Hoffmann: Beim Thema Grundrechte ist der Zugang aller das Wichtigste, der muß gesichert sein. Daß der Mensch im Netz gläsern ist, das ist technisch bedingt. Es lassen sich aber Mechanismen entwickeln, die die Datenspuren wieder unsichtbar machen. Zum Jugendschutz: Da gibt es bereits Filter, die funktionieren und die Kontrolle bei der Empfängerseite ansetzen lassen. Ebenso haben aber auch die Provider eine Verantwortung, illegale Angebote auszuschließen.

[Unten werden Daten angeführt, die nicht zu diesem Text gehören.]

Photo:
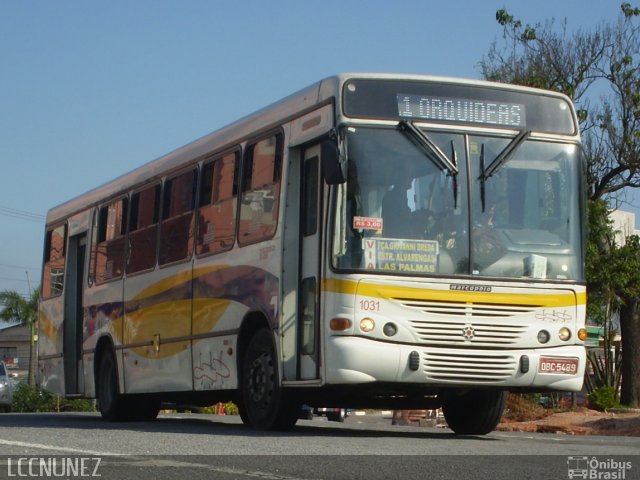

Zerdick: Die im Internet entstehenden Datenspuren müßten eigentlich der Traum jeden Diktators sein ... Unsere eigene Bequemlichkeit führt dazu, daß Daten über uns angehäuft werden. Hier auf Selbstregulierung des Internets zu setzen, ist falsch. Zum Beispiel müssen Produktrecherche und Bestellung entflochten werden. Es wird für alle im Internet eingesetzten Computer Datenschutzregelungen geben müssen, und so etwas wie eine Gewerbepolizei im Datennetz.